Para suportar as dores na coluna, Lizie passou a carregar uma almofada que era estrategicamente colocada sobre uma cadeira de plástico, a mais confortável diante das dores nos ossos. Por esse motivo, ganhou o apelido carinhoso de Lizie Almofadinha. No início deste ano, com o surgimento de uma metástase no fêmur, a médica precisou realizar cinco novas sessões de radioterapia durante uma semana. Para não deixar de atender os pacientes, organizou a escala de forma que pudesse ir a Porto Alegre e, no retorno, continuar trabalhando.
Quando foi declarada a pandemia, a médica negou-se a ficar em casa, mesmo sendo de grupo de risco.
– Ela era viciada em trabalho. Ficava de sobreaviso à noite, e, se precisasse, saía disposta para atender os pacientes. Fazia por amor à profissão. Durante a pandemia, era comum a chamarem no meio da noite para alguma remoção – recorda o marido.

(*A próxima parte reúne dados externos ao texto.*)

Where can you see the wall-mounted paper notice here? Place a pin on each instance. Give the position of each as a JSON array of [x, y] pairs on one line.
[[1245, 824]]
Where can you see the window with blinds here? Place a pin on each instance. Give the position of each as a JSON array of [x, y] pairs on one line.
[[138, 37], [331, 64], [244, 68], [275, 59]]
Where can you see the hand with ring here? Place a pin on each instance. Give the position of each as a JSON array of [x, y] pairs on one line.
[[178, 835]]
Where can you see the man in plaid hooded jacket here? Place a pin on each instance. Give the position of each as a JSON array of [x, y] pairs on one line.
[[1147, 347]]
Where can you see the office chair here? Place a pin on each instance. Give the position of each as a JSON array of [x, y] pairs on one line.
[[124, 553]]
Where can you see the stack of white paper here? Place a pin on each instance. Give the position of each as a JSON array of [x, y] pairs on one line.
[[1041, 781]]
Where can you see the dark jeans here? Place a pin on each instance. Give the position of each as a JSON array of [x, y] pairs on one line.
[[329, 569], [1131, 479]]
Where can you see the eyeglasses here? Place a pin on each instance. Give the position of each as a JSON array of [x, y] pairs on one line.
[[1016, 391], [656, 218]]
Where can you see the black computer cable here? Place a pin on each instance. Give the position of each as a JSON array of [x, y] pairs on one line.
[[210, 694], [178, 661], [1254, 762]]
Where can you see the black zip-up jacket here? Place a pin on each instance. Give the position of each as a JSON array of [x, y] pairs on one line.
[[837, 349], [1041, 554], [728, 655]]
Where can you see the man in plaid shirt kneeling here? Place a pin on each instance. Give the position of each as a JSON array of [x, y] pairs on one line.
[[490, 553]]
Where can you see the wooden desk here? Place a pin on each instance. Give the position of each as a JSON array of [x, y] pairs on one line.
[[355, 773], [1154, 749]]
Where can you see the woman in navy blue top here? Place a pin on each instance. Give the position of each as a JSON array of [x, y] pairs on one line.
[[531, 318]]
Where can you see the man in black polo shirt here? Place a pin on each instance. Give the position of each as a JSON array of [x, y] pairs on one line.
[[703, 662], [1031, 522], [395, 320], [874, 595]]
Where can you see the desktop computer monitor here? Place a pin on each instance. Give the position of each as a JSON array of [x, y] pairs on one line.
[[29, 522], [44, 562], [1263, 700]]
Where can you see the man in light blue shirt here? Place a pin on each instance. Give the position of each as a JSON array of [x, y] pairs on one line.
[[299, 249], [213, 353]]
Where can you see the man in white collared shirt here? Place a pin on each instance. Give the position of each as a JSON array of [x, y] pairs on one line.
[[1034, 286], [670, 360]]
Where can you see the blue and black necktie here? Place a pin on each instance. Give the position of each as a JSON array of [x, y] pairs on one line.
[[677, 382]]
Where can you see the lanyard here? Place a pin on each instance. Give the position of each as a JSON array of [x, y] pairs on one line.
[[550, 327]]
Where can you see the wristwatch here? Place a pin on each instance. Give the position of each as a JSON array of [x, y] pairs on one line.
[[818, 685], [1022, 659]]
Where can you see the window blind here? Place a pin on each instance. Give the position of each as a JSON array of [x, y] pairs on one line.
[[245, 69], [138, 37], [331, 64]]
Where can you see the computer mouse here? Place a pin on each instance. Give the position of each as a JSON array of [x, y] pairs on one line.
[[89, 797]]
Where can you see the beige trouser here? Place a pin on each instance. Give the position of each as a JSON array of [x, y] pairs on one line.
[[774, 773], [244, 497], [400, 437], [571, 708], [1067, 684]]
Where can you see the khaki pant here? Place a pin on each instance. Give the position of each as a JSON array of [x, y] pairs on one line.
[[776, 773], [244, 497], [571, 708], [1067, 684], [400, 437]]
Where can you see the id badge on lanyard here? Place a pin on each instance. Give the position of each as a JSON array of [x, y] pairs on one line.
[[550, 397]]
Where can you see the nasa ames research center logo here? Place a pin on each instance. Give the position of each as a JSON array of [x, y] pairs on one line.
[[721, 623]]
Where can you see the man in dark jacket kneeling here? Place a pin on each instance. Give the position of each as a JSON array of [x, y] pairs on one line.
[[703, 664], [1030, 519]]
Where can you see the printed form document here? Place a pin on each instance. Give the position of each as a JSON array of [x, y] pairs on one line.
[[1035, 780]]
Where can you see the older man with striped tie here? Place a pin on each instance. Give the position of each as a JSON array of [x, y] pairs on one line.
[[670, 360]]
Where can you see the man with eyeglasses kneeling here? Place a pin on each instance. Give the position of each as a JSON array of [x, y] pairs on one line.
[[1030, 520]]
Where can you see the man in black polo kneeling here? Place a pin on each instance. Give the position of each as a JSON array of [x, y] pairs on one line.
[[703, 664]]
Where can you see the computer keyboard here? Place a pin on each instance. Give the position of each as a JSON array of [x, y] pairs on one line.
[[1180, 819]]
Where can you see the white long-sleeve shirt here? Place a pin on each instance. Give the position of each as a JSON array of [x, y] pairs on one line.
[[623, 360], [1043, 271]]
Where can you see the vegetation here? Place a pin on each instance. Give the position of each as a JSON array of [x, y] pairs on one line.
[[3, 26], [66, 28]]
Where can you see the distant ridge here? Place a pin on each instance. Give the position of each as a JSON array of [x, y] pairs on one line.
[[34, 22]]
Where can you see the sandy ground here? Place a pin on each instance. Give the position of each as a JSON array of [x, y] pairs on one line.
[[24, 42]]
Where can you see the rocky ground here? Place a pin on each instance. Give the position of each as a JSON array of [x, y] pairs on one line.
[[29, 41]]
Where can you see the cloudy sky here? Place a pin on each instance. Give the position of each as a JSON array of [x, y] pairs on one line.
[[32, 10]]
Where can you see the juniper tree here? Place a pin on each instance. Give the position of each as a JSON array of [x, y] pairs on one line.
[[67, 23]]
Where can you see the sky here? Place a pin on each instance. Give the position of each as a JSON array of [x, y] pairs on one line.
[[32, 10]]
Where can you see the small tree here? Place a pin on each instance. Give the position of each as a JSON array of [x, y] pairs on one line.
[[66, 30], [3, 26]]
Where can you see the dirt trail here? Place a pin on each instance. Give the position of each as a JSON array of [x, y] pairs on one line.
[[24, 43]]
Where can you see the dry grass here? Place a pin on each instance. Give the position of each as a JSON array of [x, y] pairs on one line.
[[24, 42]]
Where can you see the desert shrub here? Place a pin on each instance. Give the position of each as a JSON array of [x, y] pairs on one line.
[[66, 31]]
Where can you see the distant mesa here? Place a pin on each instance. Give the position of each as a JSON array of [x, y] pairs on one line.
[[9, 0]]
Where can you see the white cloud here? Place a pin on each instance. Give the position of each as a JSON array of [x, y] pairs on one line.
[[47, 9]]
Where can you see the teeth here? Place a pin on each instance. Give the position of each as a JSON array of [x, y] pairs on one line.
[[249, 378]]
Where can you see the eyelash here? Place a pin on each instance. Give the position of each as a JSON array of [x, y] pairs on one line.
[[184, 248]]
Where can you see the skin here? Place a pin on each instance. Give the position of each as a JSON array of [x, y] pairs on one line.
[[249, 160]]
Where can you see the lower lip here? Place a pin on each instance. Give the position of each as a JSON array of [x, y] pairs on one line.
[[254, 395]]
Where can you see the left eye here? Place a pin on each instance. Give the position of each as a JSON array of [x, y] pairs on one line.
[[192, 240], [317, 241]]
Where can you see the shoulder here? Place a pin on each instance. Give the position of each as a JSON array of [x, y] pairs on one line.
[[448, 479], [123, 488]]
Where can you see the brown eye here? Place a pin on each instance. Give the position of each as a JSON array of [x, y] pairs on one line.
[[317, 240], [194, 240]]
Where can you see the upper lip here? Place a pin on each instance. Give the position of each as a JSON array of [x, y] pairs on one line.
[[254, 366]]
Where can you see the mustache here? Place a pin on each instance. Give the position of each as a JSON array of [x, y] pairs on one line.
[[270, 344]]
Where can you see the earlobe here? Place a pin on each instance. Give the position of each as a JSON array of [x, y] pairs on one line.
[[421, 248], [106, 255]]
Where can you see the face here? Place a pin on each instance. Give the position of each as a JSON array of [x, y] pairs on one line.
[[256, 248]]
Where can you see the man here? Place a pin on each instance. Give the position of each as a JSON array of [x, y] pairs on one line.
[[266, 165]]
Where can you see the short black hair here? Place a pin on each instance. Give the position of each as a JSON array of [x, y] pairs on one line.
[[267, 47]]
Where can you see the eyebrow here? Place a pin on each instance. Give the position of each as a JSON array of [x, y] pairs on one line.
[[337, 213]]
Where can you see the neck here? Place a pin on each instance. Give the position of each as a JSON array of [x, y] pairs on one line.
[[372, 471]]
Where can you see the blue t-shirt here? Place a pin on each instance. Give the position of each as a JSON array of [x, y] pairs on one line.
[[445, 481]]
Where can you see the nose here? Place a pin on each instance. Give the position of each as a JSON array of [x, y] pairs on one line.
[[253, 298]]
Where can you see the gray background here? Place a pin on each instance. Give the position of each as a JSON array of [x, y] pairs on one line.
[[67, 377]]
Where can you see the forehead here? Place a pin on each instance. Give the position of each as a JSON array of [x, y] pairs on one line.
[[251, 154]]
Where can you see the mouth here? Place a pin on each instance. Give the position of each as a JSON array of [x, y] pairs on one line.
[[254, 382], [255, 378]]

Formada em Medicina em 1983 e mãe de três filhos – Fabiane, 26 anos, Leonardo, 29, e Stephanie, 32 anos –, Lizie alimentou durante a vida o sonho de ter o seu próprio centro médico. Uma semana antes de positivar para covid-19, ela inaugurou o prédio, em Cidreira, onde atuaria ao lado da filha Fabiane, que é dentista. Mas Lizie trabalhou apenas dois dias no local.
Os primeiros sintomas da covid-19 surgiram em 13 de fevereiro, no sábado de Carnaval. No domingo, surgiu um princípio de falta de ar. Lizie foi diagnosticada com a doença na segunda-feira e, no dia seguinte, internada em Porto Alegre. Antes de falecer, ficou entubada por 10 dias.
A morte da médica comoveu moradores de Cidreira e de Tramandaí, onde a administração municipal decretou luto de três dias. Centenas de mensagens de carinho foram deixadas nas redes sociais das duas prefeituras. A família recebe até hoje recados de profissionais da saúde e ex-pacientes de Lizie lamentando a partida da médica.
No dia do velório, carros que passavam em frente ao local onde ocorria a rápida cerimônia buzinavam em homenagem à Lizie. Colegas de Tramandaí fizeram um buzinaço no horário do sepultamento. Em Cidreira, os funcionários do Centro Integrado de Saúde Eva Dias de Mello reuniram-se em frente ao prédio e cantaram uma música para lembrar a médica.
– Sabíamos que ela era muito querida pelas pessoas, mas não imaginávamos que era tanto. Isso nos conforta e nos dá forças para seguir. É o que ela gostaria que fizéssemos – resume a filha Fabiane.